Eine Änderung auf /usr/kde/3 bringt aber auch nichts.

Nebenbei: Wozu dient die Variable KDEDIRS eigentlich? Und worauf

sollte sie zeigen? Kann ja auch richtig sein, daß sie /usr lautet.

Jedenfalls besteht das Problem weiterhin.

Zum Testen habe ich die Datei

/usr/portage/distfiles/krusader-1.03-beta2.tar.gz

in ein temporäres Verzeichnis entpackt und dann mit

./configure && make && make install installiert.... und dann landet

alles wie gewünscht unter /usr/kde/3

Außerdem: Wenn ich den Installations-Prozeß von KDE-Anwendungen mittels emerge beobachte, werden die richtigen Pfade beim Build verwendet (z.B. -I/usr/kde/3/include usw.) nur die Installation läuft dann nach /usr

Bin ziemlich ratlos...

Hinweis an Rikyu: Du wirst feststellen daß jetzt jede KDE-Anwendung, egal

welcher Version in /usr landet

Gruß

Daniel

Ach ja: Weiß denn nun noch jemand einen Rat?

----------

## PepeGto

Hab's g'funden !!!  :Very Happy: 

Sog. 3rd-party-apps, also sonstige KDE-Programme, die nicht unter

/usr/portage/kde-base liegen, werden nunmehr tatsächlich unter /usr installiert.

Den Hinweis habe ich hier gefunden:

https://forums.gentoo.org/viewtopic.php?t=12035

Dazu auch unbeding lesen:

http://lists.gentoo.org/pipermail/gentoo-dev/2002-August/014338.html

Allerdings muß ich jetzt noch schauen, wie es zu ermöglichen ist, daß die Programme auch auf entsprechende Ressourcen (Icons, Pictures etc.) zugreifen.

Gruß

Daniel [url]<PepeCyB@gmx.de>[/url]

----------

## Rikyu

Ist ja super das jetzt alles unter /usr installiert wird, nutzt mir nur herzlich wenig wenn dann die Apps überhaupt nicht mehr laufen.

kword und kspread erzeugen nur noch folgende Fehlermeldung wenn ich veruche sie zu starten  :Sad:  :

bash-2.05a$ kword

Xlib:  extension "GLX" missing on display ":0.0".

koffice (lib kofficecore): ERROR: Couldn't find the native MimeType in kword's desktop file.
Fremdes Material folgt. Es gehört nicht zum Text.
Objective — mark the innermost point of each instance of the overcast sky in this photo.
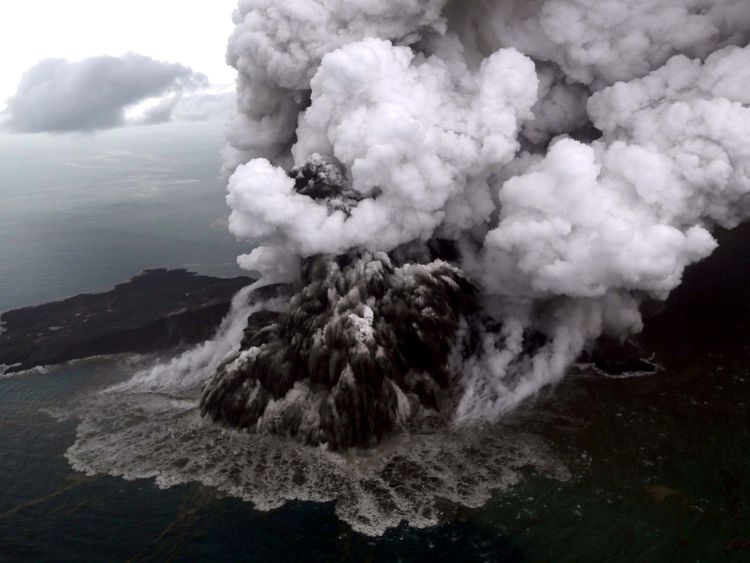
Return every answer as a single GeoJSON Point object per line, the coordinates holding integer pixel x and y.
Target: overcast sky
{"type": "Point", "coordinates": [190, 32]}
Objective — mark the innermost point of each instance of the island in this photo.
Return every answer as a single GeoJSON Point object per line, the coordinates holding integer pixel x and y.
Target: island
{"type": "Point", "coordinates": [157, 310]}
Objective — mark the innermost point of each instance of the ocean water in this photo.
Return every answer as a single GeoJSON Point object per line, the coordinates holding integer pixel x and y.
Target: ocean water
{"type": "Point", "coordinates": [659, 465]}
{"type": "Point", "coordinates": [82, 213]}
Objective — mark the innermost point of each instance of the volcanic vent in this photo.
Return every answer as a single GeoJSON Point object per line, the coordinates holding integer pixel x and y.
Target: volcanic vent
{"type": "Point", "coordinates": [363, 347]}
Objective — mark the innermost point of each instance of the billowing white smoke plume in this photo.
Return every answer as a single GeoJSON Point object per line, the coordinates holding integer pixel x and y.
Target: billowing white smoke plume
{"type": "Point", "coordinates": [577, 151]}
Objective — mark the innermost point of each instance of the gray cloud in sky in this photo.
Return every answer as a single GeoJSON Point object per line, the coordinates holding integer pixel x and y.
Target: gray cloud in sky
{"type": "Point", "coordinates": [60, 96]}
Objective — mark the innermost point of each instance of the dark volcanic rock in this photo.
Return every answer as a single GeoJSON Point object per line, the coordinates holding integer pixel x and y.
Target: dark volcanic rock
{"type": "Point", "coordinates": [363, 347]}
{"type": "Point", "coordinates": [157, 310]}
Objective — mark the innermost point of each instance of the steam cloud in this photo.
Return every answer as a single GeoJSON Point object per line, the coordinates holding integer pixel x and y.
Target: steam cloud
{"type": "Point", "coordinates": [59, 96]}
{"type": "Point", "coordinates": [576, 153]}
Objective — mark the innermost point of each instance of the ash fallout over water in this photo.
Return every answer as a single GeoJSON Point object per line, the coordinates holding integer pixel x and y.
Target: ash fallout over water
{"type": "Point", "coordinates": [569, 158]}
{"type": "Point", "coordinates": [449, 202]}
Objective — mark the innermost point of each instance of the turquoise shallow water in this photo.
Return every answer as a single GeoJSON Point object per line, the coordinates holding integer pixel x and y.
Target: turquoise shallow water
{"type": "Point", "coordinates": [49, 513]}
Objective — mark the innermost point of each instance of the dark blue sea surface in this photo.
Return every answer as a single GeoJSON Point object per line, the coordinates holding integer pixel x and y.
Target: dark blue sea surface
{"type": "Point", "coordinates": [50, 513]}
{"type": "Point", "coordinates": [83, 213]}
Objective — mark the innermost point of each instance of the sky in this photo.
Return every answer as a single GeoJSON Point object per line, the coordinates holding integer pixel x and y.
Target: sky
{"type": "Point", "coordinates": [190, 32]}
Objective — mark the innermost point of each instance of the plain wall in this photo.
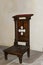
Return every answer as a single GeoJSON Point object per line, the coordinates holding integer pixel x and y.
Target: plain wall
{"type": "Point", "coordinates": [8, 8]}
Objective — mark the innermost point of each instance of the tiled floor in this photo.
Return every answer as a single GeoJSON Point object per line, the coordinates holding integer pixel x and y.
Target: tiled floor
{"type": "Point", "coordinates": [13, 60]}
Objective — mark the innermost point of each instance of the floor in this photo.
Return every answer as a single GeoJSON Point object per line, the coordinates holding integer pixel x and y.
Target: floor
{"type": "Point", "coordinates": [35, 58]}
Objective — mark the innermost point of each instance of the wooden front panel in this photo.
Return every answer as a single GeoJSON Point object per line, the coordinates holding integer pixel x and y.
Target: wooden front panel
{"type": "Point", "coordinates": [22, 30]}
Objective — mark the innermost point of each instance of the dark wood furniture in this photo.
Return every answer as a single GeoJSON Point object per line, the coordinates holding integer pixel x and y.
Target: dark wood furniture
{"type": "Point", "coordinates": [22, 34]}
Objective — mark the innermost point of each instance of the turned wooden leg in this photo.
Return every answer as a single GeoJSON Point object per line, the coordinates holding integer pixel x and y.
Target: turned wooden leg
{"type": "Point", "coordinates": [5, 55]}
{"type": "Point", "coordinates": [20, 59]}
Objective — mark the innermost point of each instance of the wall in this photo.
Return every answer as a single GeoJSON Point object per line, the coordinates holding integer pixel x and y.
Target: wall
{"type": "Point", "coordinates": [8, 8]}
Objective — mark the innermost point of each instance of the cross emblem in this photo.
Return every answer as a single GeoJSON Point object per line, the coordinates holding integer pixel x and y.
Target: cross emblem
{"type": "Point", "coordinates": [21, 30]}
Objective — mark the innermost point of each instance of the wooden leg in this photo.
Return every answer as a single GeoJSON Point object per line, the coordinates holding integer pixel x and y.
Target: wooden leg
{"type": "Point", "coordinates": [20, 59]}
{"type": "Point", "coordinates": [5, 55]}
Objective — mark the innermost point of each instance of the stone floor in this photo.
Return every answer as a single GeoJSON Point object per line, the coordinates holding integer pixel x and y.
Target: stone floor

Check your installation !

Mutex destroy failure: Device or resource busy

bash-2.05a$ kspread

Xlib:  extension "GLX" missing on display ":0.0".
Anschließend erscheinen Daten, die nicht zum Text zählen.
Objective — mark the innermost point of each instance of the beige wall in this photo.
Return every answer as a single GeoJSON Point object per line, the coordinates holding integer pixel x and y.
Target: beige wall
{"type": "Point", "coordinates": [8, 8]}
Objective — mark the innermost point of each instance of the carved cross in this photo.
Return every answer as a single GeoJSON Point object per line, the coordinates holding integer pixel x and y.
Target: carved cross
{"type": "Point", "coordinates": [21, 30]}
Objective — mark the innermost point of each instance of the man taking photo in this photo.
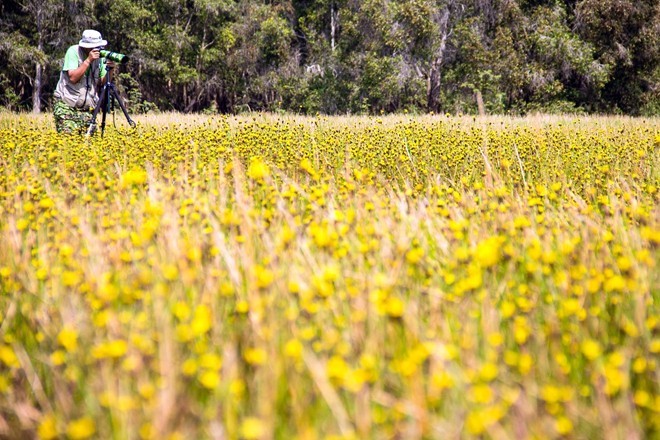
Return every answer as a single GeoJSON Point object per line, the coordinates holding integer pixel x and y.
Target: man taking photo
{"type": "Point", "coordinates": [83, 74]}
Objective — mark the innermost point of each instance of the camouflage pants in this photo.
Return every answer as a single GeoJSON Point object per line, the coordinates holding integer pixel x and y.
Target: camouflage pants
{"type": "Point", "coordinates": [70, 119]}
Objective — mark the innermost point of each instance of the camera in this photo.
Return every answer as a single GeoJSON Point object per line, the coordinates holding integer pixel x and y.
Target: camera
{"type": "Point", "coordinates": [114, 56]}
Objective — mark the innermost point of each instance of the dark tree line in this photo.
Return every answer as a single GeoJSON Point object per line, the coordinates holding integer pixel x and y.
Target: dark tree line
{"type": "Point", "coordinates": [348, 56]}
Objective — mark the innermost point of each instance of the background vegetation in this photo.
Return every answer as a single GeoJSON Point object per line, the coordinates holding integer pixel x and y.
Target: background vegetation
{"type": "Point", "coordinates": [348, 56]}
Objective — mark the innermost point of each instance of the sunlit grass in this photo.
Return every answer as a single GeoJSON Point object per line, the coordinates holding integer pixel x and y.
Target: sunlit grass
{"type": "Point", "coordinates": [279, 276]}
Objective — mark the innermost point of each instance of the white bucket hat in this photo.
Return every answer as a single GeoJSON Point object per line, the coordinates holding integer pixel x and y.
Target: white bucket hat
{"type": "Point", "coordinates": [91, 39]}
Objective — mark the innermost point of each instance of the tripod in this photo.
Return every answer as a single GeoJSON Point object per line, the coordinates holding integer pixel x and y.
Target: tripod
{"type": "Point", "coordinates": [106, 102]}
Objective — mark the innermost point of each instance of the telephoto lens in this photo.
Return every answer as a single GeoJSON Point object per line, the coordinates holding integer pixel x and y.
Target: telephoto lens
{"type": "Point", "coordinates": [114, 56]}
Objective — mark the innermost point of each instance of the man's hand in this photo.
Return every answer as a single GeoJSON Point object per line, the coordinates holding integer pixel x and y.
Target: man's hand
{"type": "Point", "coordinates": [94, 54]}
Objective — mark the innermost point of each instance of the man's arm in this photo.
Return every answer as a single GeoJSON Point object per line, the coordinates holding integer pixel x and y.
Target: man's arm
{"type": "Point", "coordinates": [76, 74]}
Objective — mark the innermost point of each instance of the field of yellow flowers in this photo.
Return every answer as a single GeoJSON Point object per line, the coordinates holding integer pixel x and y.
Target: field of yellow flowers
{"type": "Point", "coordinates": [283, 277]}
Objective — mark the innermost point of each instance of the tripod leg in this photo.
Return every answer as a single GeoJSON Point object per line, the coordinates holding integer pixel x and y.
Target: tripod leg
{"type": "Point", "coordinates": [121, 105]}
{"type": "Point", "coordinates": [99, 105]}
{"type": "Point", "coordinates": [106, 105]}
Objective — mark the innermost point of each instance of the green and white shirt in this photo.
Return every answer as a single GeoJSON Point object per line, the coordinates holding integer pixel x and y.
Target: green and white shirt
{"type": "Point", "coordinates": [82, 94]}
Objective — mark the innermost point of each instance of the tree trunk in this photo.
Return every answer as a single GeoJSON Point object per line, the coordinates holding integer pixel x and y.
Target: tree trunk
{"type": "Point", "coordinates": [36, 88]}
{"type": "Point", "coordinates": [333, 25]}
{"type": "Point", "coordinates": [433, 80]}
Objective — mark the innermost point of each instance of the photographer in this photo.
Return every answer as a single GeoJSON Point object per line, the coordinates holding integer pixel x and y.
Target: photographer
{"type": "Point", "coordinates": [81, 78]}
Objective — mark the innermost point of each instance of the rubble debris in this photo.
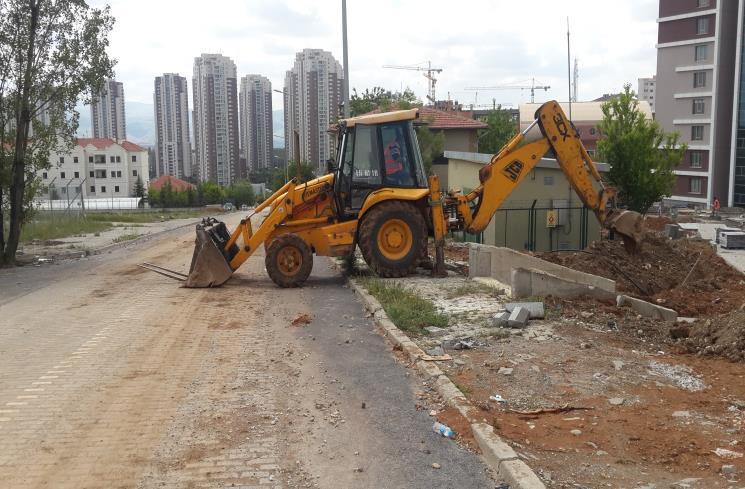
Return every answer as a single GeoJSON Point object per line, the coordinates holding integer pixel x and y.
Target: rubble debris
{"type": "Point", "coordinates": [535, 309]}
{"type": "Point", "coordinates": [500, 319]}
{"type": "Point", "coordinates": [724, 453]}
{"type": "Point", "coordinates": [302, 320]}
{"type": "Point", "coordinates": [518, 318]}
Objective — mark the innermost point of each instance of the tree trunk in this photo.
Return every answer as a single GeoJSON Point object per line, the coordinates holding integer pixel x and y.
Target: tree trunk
{"type": "Point", "coordinates": [18, 174]}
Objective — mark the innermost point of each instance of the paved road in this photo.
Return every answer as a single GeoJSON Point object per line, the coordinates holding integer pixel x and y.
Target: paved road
{"type": "Point", "coordinates": [111, 376]}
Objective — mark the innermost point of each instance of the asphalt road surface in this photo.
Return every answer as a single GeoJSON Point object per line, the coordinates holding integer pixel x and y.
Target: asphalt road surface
{"type": "Point", "coordinates": [114, 377]}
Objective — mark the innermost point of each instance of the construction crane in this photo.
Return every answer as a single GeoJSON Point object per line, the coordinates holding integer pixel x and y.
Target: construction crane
{"type": "Point", "coordinates": [532, 87]}
{"type": "Point", "coordinates": [428, 74]}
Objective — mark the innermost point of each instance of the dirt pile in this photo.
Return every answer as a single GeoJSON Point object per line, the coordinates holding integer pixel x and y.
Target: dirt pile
{"type": "Point", "coordinates": [686, 275]}
{"type": "Point", "coordinates": [722, 336]}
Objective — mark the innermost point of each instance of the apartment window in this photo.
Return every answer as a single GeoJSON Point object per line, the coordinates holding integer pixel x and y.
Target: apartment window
{"type": "Point", "coordinates": [695, 185]}
{"type": "Point", "coordinates": [696, 159]}
{"type": "Point", "coordinates": [702, 25]}
{"type": "Point", "coordinates": [699, 79]}
{"type": "Point", "coordinates": [698, 106]}
{"type": "Point", "coordinates": [701, 52]}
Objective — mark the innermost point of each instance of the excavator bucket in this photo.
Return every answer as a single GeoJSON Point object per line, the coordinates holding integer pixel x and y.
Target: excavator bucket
{"type": "Point", "coordinates": [629, 225]}
{"type": "Point", "coordinates": [209, 266]}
koffice (lib kofficecore): ERROR: The serviceType KOfficePart is missing. Check that you have a kofficepart.desktop file in the share/servicetypes directory.

koffice (lib kofficecore): ERROR: Couldn't find the native MimeType in kspread's desktop file. Check your installation !

Mutex destroy failure: Device or resource busy

bash-2.05a$

----------

## PepeGto

Habe heute folgende Message nach gentoo-user-de gepostet... vielleicht kommt ja da ein Hinweis:

Hallo,

nachdem ich mich ganz rasch hier angemeldet habe, wollte ich mal ein

Thema weiterführen.

Im German-Forum hatte ich bereits einmal nachgefragt, weshalb

KDE-Apps nun statt unter /usr/kde/3 plötzlich unter /usr landen.

Dann stolperte ich über einen Thread im Installing Gentoo-Forum,

der die Erklärung brachte. Es ist nunmehr Standard, daß

3rd-Party-Apps unter /usr installiert werden.

"Rikyu" aus dem German-Forum stellte dann noch fest, dß ihm

(wie auch mir) diese Info allein nicht viel bringt.

Weil z.B. koffice nun unter /usr installiert wird, kann man das

Programm nicht mehr starten. KDE greift halt über $KDEDIR

Icons/Pictures/Mimelinks etc. zu, die es dann nicht findet.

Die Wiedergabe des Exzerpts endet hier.